For the foregoing reasons, the judgment of the Court of Civil Appeals affirming the denial of N.P.'s motion for a new trial on her loss of consortium claim is reversed, and this case is remanded.



HOOPER, C.J., recuses.


[1] In April 1992, the trial court dismissed all of the plaintiffs' claims, on the basis of a failure to prosecute, but that dismissal was reversed in K.P. v. Reed, 626 So. 2d 1241 (Ala.1992).

[2] The Court of Civil Appeals held that the trial court abused its discretion in denying the husband's motion for a new trial based upon the inadequacy of the damages award.
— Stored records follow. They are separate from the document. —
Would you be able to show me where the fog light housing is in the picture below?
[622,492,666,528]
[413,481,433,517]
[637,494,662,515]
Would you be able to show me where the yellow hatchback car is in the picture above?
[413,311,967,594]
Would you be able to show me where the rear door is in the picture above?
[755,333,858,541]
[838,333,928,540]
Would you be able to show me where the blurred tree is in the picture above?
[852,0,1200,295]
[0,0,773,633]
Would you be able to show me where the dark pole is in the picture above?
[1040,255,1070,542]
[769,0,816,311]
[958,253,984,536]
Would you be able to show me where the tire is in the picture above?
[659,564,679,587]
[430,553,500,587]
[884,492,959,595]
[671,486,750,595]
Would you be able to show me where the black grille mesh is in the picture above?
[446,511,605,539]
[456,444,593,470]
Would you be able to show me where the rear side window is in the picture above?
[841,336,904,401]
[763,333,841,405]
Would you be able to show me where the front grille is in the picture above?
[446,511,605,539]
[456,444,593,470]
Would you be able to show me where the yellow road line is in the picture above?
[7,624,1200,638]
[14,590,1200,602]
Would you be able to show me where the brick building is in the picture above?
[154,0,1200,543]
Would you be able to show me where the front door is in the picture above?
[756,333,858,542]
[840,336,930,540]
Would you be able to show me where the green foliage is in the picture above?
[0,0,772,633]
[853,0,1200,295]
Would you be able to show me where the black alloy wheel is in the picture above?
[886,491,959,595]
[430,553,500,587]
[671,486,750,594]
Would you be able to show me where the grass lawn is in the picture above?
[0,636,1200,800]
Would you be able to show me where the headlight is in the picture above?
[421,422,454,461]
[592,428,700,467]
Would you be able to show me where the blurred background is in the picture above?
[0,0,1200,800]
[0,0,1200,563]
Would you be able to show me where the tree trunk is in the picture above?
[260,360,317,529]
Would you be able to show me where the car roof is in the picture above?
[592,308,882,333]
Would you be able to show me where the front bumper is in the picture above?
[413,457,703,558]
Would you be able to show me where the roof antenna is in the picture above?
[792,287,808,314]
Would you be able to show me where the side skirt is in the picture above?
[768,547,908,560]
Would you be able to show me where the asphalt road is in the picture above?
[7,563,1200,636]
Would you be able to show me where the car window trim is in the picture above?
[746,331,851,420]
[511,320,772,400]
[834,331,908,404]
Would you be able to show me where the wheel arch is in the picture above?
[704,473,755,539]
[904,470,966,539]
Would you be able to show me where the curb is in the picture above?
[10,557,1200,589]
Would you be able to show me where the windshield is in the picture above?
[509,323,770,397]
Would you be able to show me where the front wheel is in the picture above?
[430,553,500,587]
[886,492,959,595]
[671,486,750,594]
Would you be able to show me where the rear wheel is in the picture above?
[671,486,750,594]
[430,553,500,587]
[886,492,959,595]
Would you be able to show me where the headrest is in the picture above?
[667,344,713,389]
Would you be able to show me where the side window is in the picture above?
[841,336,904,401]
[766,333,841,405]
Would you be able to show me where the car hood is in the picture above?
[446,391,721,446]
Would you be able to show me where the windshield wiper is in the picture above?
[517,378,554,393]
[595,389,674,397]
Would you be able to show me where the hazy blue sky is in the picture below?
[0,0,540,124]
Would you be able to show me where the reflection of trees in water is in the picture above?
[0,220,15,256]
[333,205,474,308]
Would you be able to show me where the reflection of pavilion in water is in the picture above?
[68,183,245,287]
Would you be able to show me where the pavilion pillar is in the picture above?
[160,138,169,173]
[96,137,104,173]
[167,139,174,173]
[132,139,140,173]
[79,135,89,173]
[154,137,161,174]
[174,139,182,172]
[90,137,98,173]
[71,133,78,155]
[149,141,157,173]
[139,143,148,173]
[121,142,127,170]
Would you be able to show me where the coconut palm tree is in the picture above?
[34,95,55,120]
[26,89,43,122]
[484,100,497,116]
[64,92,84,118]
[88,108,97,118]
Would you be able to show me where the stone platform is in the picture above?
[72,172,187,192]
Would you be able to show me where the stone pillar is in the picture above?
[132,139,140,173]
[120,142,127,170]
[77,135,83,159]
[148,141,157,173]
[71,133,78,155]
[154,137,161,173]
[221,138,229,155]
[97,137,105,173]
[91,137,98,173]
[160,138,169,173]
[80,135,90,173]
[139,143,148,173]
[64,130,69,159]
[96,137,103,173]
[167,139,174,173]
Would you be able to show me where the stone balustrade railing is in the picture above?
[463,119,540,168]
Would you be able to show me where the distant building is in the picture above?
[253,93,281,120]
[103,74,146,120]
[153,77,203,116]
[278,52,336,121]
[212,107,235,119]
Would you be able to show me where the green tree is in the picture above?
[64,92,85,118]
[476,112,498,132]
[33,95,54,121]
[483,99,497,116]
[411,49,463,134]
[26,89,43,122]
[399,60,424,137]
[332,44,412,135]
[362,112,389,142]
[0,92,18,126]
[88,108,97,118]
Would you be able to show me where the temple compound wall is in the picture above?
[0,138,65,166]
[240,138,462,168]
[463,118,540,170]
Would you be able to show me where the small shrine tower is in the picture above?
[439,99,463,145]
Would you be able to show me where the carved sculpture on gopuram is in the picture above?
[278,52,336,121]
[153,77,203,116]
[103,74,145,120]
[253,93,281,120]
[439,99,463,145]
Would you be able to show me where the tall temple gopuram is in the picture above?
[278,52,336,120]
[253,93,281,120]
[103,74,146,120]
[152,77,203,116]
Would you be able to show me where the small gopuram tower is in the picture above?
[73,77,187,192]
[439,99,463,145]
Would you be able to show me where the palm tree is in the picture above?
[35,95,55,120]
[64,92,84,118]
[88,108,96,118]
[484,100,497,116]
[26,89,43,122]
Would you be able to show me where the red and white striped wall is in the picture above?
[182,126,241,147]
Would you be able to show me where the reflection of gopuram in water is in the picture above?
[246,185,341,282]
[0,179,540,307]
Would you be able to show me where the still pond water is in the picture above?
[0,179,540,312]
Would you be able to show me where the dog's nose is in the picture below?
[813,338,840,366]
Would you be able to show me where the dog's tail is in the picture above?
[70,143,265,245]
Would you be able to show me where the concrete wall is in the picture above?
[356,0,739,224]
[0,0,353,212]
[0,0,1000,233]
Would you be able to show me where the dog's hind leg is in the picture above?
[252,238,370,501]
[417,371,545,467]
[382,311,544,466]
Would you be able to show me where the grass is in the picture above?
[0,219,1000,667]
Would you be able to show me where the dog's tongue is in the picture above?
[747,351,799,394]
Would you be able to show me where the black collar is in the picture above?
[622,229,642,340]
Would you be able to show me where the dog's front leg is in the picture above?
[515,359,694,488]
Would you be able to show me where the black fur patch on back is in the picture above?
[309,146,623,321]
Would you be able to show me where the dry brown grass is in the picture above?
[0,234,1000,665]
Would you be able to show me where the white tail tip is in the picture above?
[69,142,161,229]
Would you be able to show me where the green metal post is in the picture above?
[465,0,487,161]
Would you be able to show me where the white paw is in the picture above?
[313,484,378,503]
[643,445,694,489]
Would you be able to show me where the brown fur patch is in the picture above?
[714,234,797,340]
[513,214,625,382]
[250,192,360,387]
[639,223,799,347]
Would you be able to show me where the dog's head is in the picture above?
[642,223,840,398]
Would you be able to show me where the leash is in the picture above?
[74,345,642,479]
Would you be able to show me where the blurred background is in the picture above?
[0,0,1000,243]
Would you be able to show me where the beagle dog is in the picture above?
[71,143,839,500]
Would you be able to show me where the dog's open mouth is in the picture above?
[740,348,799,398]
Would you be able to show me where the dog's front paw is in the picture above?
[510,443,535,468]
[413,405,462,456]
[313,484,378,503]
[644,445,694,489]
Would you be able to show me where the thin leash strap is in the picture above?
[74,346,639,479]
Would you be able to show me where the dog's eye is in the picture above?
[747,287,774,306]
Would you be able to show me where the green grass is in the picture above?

[3] The wife was in her early 40s and the husband in his late 40s when Dr. Reed performed the operation on the husband. Dr. Reed's contention that the jury could have found that, because of the pain it caused the husband, N.P. and her husband were no longer engaging in intercourse even before the surgery would not in itself be dispositive, even if there was substantial evidence from which the jury could have made such a finding. The consortium interest of a spouse is more than a mere interest in continued sexual intercourse. In addition to "sexual relations," "[c]onsortium includes love, companionship, affection, society, comfort, solace, support, ... and services." Charles W. Gamble, Alabama Law of Damages, ยง 20-3, p. 262 (3d ed.1994) (quoting 1 Alabama Pattern Jury Instructions: Civil, Instruction 11.13-A (2d ed. 1993)).